Hi,
Sebi wrote:
-->
I have some questions related to the Zend Framework Search Lucene. I
want to implement a fast and scalable directory system and I need to
understand some things.
Sounds very interesting!
1. I read that |Zend_Search_Lucene::optimize()function merges all index
segments into new one. Won't this single segment become to big in time?
Segment can't be "too big". Merged segment always takes less memory and
can be scanned faster, then several "source" segments.
Segment size is limited by 2Gb on 32-bit platforms.
(http://framework.zend.com/manual/en/zend.search.index-creation.html#zend.search.index-creation.limitations)
Or the optimize process will create more segments with a maximum number
of documents (MaxMergeDocs variable is used in this case for the maximum
number)?
"MaxMergeDocs is a largest number of documents ever merged by addDocument()"
Automatic index optimization (involved by addDocument()) is an
incremental process. It merges several small segments into new one,
which is larger.
When it has enough "larger" segments it merges them.
And so on.
MaxMergeDocs guarantees, that addDocument() will never execute longer
than we want. It's a limitation for auto-optimization.
2. Is the optimize process automatic?
Yes. But you may call Zend_Search_Lucene::optimize() to perform full
index optimization. It doesn't use MaxMergeDocs and merges all segments
into one.
3. When I must use commit? Only after delete operation? Or I must use it
after add operations as well. Is it an automatic process?
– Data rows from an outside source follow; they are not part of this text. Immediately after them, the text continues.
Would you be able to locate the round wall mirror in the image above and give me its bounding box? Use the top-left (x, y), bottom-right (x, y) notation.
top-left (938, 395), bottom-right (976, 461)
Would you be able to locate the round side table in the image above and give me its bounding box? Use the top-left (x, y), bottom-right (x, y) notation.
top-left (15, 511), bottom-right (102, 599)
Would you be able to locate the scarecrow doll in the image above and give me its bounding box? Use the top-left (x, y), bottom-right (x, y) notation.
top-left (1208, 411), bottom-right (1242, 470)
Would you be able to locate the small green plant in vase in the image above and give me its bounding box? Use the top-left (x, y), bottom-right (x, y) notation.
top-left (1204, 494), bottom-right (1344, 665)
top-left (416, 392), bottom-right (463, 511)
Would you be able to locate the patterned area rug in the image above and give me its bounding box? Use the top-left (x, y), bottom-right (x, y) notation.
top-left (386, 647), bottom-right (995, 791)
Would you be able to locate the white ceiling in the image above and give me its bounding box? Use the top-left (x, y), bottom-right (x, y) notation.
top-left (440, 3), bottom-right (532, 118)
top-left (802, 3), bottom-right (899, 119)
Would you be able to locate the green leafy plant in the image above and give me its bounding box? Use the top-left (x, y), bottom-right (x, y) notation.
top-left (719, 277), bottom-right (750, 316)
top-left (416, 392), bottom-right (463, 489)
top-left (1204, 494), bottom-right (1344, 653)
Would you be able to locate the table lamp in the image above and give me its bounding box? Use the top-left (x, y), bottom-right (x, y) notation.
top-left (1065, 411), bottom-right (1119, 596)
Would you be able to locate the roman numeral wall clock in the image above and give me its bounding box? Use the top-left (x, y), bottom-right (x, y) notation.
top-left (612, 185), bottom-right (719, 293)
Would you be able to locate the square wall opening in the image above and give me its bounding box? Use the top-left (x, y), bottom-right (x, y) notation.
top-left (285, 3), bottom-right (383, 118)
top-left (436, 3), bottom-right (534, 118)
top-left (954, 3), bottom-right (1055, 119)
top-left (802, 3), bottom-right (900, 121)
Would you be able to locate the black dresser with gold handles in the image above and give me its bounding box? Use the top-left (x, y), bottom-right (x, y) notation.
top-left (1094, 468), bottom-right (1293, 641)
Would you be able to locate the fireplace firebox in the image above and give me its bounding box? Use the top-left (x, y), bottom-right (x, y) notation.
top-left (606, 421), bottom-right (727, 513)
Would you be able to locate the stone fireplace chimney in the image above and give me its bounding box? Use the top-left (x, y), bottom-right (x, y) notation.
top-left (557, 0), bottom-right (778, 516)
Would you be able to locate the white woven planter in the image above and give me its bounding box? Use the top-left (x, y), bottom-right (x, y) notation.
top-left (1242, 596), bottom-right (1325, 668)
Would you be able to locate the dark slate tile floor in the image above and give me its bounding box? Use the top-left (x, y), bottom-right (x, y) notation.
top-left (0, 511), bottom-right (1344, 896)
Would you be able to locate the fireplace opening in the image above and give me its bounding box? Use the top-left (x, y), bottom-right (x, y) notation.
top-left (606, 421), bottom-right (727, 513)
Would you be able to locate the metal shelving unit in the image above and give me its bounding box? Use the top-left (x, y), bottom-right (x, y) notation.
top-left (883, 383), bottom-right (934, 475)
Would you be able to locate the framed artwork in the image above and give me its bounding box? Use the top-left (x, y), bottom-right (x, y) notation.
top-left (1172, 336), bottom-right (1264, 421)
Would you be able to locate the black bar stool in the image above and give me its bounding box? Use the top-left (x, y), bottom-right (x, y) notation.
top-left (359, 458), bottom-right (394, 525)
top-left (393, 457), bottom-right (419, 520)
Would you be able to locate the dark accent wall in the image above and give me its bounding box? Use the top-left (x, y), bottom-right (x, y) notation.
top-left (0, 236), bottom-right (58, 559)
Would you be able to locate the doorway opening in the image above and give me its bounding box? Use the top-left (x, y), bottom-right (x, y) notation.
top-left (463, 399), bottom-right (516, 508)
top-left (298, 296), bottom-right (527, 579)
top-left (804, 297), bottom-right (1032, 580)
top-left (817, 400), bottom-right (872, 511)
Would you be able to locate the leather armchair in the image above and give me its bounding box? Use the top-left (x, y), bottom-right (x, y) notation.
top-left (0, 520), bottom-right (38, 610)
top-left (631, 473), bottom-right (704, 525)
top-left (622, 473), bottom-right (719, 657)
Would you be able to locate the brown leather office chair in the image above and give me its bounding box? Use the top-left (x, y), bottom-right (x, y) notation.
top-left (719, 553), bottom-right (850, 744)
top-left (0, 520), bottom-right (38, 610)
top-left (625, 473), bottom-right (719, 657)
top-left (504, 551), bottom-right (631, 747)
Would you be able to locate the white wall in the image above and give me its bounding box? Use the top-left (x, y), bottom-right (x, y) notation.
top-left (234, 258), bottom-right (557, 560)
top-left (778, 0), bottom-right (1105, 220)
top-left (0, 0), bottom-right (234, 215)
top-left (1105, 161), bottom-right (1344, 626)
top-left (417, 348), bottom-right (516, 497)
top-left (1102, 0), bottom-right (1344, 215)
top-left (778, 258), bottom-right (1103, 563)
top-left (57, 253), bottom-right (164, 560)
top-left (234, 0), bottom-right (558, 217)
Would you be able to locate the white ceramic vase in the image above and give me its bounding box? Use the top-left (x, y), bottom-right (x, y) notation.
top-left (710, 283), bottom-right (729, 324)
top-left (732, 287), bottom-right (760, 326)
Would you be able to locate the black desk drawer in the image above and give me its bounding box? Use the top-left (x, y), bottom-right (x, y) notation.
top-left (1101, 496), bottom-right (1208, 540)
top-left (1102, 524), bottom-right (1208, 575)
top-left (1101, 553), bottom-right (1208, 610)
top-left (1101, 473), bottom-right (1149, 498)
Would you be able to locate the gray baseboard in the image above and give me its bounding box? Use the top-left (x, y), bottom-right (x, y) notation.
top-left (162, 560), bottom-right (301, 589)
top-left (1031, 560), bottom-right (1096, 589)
It's not necessary to use commit() now.
But you may use it if you want to be sure, that all changes are written
down at the point of commit() call.
unset($index) (where $index is a Zend_Search_Lucene object) has the same
effect.
What happens after MaxBufferedDocs is reached?
1. All added documents are written down into new segment.
2. Automatic optimization process may start.
4. I didn't find anywhere details about zend search performance. Any
benchmarks? Can u estimate how it will behave with 2 millions of
documents? Each document will have a maximum 400 characters length (this
text is indexed).
There are no any official benchmarks.
I can only say, that performance was one of the first goals for
Zend_Search_Lucene. I can also say, that it's comparable with Java Lucene.
The behavior is strongly depends on an index contents and query types.
Do you have any idea about terms selectivity?
With best regards,
Alexander Veremyev.